World records for human accomplishments in sports over time provide interesting data to analyze. Locate a sport of interest for which world record progressions can be found. For example, the men's world records for the mile run are available online for 1865 to 1999.
(a)
Provide a printed list of the data.
(b)
Using an electronic tool, plot the data with year being the independent variable and world record time being the dependent variable.
(c)
Find a regression equation to fit the data. Graph the equation on the same axes as the scatterplot of the data.
(d)
Interpret the slope and the \(y\)-intercept in terms of the years and world record times.
(e)
What is a reasonable domain for the sport you are investigating? Why do you think so?
(f)
What is the range corresponding to your chosen domain?
(g)
Write and answer a meaningful question in context that requires you to solve the regression equation using your choice of a value of the independent variable.
(h)
Write and answer a meaningful question in context that requires you to solve the regression equation using your choice of a value of the dependent variable.
(i)
Write a paragraph discussing your findings and including your opinion about whether or not a linear regression equation will be a good predictor for future world record winning times and years.
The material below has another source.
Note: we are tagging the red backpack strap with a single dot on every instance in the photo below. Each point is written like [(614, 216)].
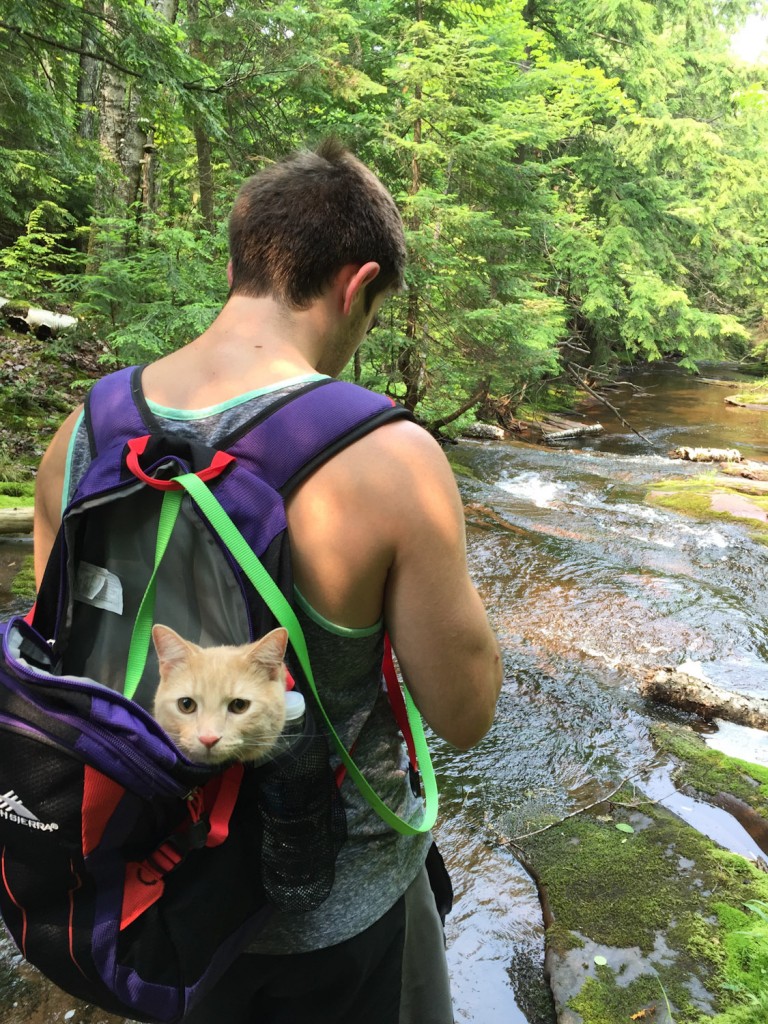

Student Page 3.4.5 Entering and Graphing Data and Finding Regression Equations
1.
To Enter the Data:
(a)
Press STAT then choose 1: Edit…
(b)
Enter the values for the independent variable (domain) into L1.
(c)
Enter the values for the dependent variable (range) into L2.
2.
To Graph the Data:
(a)
Press STAT PLOT (2ND Y=) then choose 1: Plot1… Press ENTER
(b)
Settings: On, Scatter plot (first graph), Xlist: L1, Ylsit: L2, Mark: +
(c)
Press GRAPH
3.
To Set the Viewing Window:
(a)
Press WINDOW
(b)
Use the table to determine
Xmin, Xmax, Xscl
Ymin, Ymax, Yscl
(c)
OR Press ZOOM then scroll down to 9: ZoomStat, Press ENTER
4.
To Fit a Function to the Data:
(a)
Press STAT
(b)
Move the cursor to the right to highlight CALC
(c)
Scroll down to the function type you want to use, for example, 4: LinReg(ax+b) (to fit a linear function), then Press ENTER.
(d)
Indicate the lists of the data (separated by commas for older TI-84 calculators, L1, L2).
(e)
Choose where you want to place the function equation, for example, Y1. Press VARS, move the cursor to the right to highlight Y-VARS, Press ENTER to choose 1: Function, scroll to highlight the Y-variable you want, then press ENTER again
(f)
The screen should read:
LinReg(ax+b) Xlist: L1 Ylist: L2 FreqList: Store RegEQ: Y1 Calculate
(For older TI-84s, the screen will read 4: LinReg(ax+b) L1, L2, Y1). Press ENTER (to fit a linear function).
(g)
The regression equation will be in Y1 or whatever Y-variable you chose.
(h)
Press GRAPH to plot the regression equation with the data.